A single charged ion has a mass of 1.13× 10^ -23 . It is accelerated through a potential difference of 500 V . It enters a magnetic field of 0.4 T , moving perpendicular to the field . The radius of its path in the field is ?
Answers
Answer:
20
Explanation:
I hope you understand
Given: mass of charged ion= 1.13× 10^ -23, Potential difference= 500V, Magnetic field= 0.4T
To find: Radius of the path of charged ion in the field.
Solution: With the help of radial acceleration and Newton's second law of motion, the magnetic field can be find through the given formula:
B= mv/qR
where, m is mass of the particle, v is speed of the particle, q is charge on the particle, R is radius of the path.

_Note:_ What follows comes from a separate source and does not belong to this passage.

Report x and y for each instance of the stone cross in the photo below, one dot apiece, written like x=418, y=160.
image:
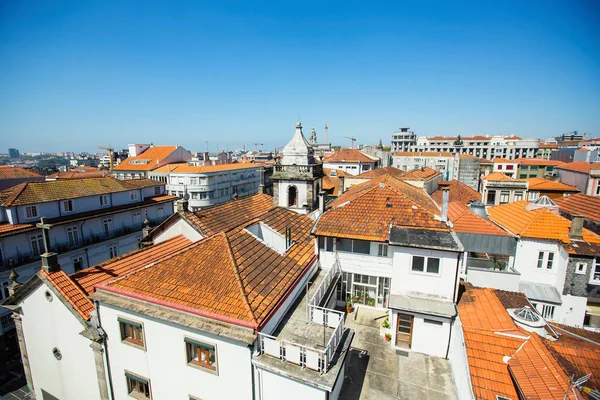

We know that, the charged particle is accelerating through a potential difference.
Therefore work done can be written as
eV= 1/2mv^2
v=√(2eV/m)
putting the values of e, V, m in the above equation we will get v that is speed of the ion
v= √( 2× (1.6×10^-19C)×(500V)/(1.13×10^-23)
v= 3.75× 10^3 m/s
we now have speed of the particle, putting in the formula B= mv/qR, we will get R
0.4= 1.13×10^-23×3.75×10^3/(1.6×10^-19C)× R
R= 0.662m
Therefore, the radius of the path of charged particle in the field will be R= 0.662m.